Privacy Policy

We collect only the minimum information necessary to operate our platform and respond to your inquiries.

• •Account and Contact Information: When you create an account, submit an inquiry, or engage with us, we may collect your name, email address, organization name, and job title.
• •Technical Information: Our servers automatically log limited technical data such as IP addresses, browser type, operating system, and referring URLs. This data is used solely for security monitoring and service reliability.
• •User-Submitted Content: Any information you voluntarily provide through forms, engagement requests, or credential operations within our platform.
• •We do not use cookies, tracking pixels, or any browser-based tracking technologies. See our Cookie Policy for details.

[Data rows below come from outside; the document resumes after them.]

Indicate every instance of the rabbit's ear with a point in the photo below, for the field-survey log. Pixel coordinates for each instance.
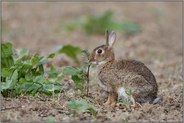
(111, 39)
(107, 37)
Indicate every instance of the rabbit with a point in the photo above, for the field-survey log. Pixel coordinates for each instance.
(118, 75)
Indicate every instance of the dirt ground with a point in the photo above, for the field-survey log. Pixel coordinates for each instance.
(39, 27)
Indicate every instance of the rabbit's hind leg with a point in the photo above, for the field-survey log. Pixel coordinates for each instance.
(112, 99)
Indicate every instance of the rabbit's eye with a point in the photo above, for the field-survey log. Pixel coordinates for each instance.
(99, 51)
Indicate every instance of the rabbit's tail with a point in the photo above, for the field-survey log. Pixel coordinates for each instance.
(157, 100)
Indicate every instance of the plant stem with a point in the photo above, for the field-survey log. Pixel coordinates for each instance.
(87, 88)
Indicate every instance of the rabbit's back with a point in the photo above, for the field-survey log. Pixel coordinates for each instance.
(129, 74)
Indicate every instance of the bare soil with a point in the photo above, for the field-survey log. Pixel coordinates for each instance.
(38, 26)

We use the information we collect for the following purposes:

• •To provide, maintain, and improve our platform and services.
• •To respond to your inquiries, engagement requests, and support needs.
• •To send transactional communications related to your account or requests.
• •To detect, prevent, and address security incidents, fraud, or technical issues.
• •To comply with applicable legal obligations.
• •We do not sell, rent, or trade your personal information to third parties. We do not use your data for advertising, profiling, or behavioral targeting.

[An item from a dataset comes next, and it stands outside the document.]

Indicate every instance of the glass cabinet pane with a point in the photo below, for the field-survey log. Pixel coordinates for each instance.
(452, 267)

We process personal data under the following legal bases, as applicable under GDPR and similar frameworks:

• •Consent: Where you have given explicit consent for a specific purpose (e.g., submitting an inquiry form).
• •Contractual Necessity: Where processing is necessary to perform a contract with you or to take pre-contractual steps at your request.
• •Legitimate Interest: Where processing is necessary for our legitimate business interests (e.g., security monitoring, service improvement), provided those interests are not overridden by your rights.
• •Legal Obligation: Where processing is required to comply with applicable law.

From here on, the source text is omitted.